When she finally approached the Fun-O-Rama prize counter this summer — where players can claim an individually wrapped Twizzler for 15 tickets, an inflatable shark for 700, or a wooden foosball table for 6,000 — an employee weighed her tickets and said, “You can have anything you want.”
DiSarcina said she saw a little pink bike in the corner and decided her husband’s ticket trove should be used to make children happy, so she told the Fun-O-Rama manager she wished to donate her husband’s winnings to St. Elizabeth’s Child Development Center, a program operated in Portland by Catholic Charities.
DiSarcina said she worried the manager might laugh at her peculiar request, but she was pleasantly surprised when he rounded her tally up from 16,000 to 25,000 tickets and agreed to let the nonprofit select the prizes best-suited to the organization’s mission.
Fun-O-Rama owner Bob Lago said he fully supports the manager’s decision to help spread some cheer. “That’s what we’re here for,” he said.
Judy Katzel, chief communication and development officer for Catholic Charities Maine, said the nonprofit plans to work with Fun-O-Rama to select and accept age-appropriate items that will help kids learn and grow.
“Toys in a child care center get a lot of use, so we are always looking for fresh and new items that are appropriate for the kids,” she said.
Katzel said the St. Elizabeth’s team is grateful to be selected by DiSarcina.
“It’s a most unusual gift, and we feel very lucky to be able to take advantage of it,” Katzel said. “What a wonderful way to honor her husband and his legacy.”

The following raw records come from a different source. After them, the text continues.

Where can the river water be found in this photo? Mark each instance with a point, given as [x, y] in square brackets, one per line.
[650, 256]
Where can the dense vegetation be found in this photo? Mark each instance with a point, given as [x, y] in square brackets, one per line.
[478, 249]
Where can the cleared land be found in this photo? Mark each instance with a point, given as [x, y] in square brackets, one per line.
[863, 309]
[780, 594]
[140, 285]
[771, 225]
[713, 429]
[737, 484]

Anthony DiSarcina died May 5, 2015, just a few months shy of his 50th wedding anniversary. He was a civil engineer known for his work on Boston’s “Big Dig,” a decades-long project that rerouted Interstate 93 and built multiple tunnels. And he won a technical excellence award for his Big Dig contributions, according to records maintained by the Northeastern University Library.
Whenever people came to visit him in York Beach, Anthony would take them to Fun-O-Rama, where Skee-Ball was probably his favorite game, Anne said. “He probably even had a favorite machine,” she said.

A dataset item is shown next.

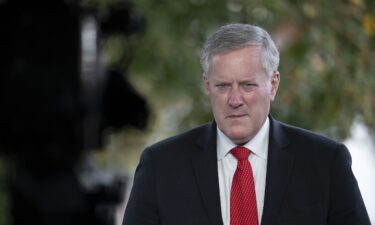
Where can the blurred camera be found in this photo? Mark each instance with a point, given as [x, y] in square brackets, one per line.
[56, 99]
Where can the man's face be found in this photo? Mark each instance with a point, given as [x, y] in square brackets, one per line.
[240, 92]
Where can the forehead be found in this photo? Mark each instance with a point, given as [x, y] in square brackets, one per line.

One of the guests who occasionally went toe-to-toe with him was long-time friend Fred Salvucci, who knew Anthony since 1964 and worked with him for several years. Salvucci, a former Massachusetts transportation secretary who also worked on the Big Dig, said he played Skee-Ball with Anthony but never beat him. “He was too good.”
As he stood inside Fun-O-Rama last Thursday, Salvucci said he suspects his friend appreciated the stark contrast between the long-range planning and goals of his professional work and the immediate gratification of his arcade pastime.

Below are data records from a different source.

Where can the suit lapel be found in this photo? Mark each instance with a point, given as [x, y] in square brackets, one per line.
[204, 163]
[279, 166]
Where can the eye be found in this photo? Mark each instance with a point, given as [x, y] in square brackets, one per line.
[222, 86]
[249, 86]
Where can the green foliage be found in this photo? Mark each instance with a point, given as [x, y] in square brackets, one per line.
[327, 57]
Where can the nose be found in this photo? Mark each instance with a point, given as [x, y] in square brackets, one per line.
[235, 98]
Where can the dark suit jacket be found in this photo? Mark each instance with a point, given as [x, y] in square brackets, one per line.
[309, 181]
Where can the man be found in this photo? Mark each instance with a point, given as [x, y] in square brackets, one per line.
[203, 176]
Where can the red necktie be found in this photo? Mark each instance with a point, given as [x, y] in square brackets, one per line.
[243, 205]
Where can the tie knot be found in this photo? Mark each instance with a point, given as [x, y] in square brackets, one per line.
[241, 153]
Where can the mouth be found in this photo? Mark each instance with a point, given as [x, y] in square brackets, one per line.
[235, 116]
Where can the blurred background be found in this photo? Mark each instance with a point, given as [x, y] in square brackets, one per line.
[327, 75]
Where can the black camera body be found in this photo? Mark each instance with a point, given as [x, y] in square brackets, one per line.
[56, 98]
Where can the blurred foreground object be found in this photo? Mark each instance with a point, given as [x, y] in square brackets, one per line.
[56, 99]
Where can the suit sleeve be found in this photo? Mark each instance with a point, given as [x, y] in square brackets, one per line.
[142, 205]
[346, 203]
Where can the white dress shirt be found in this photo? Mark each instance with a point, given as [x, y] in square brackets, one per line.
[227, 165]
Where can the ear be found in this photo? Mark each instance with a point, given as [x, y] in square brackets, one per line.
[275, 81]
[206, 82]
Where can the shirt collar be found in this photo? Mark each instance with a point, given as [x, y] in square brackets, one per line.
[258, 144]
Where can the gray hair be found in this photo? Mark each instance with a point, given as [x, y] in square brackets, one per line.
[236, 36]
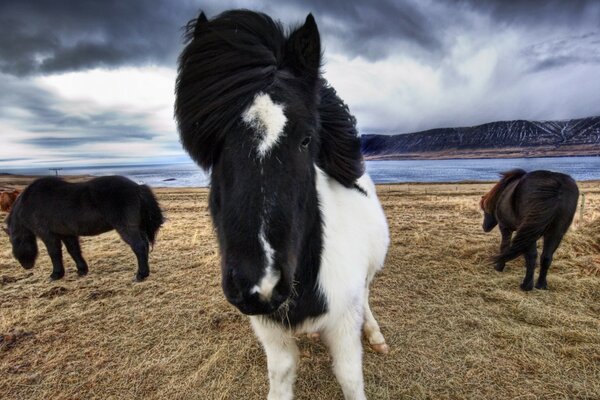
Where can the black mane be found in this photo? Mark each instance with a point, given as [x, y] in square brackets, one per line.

“Here, you come, you put your money in, the game begins, you get a score, it’s over. You play again. It’s nice and short-range and very satisfying,” Salvucci said.
Salvucci came to York Harbor with Anne DiSarcina to finish cashing in her husband’s tickets.
Anne said completing the transaction — all while kids played noisy games with flashing lights, just as they had when her husband used to stop by — brought her a mix of emotions.
“It was a combination of both joy and sadness,” she said. “The joy because only Anthony would have accomplished something of this significance and given me the idea of giving it to a charity. And the sad part was he wasn’t here to help me do it.”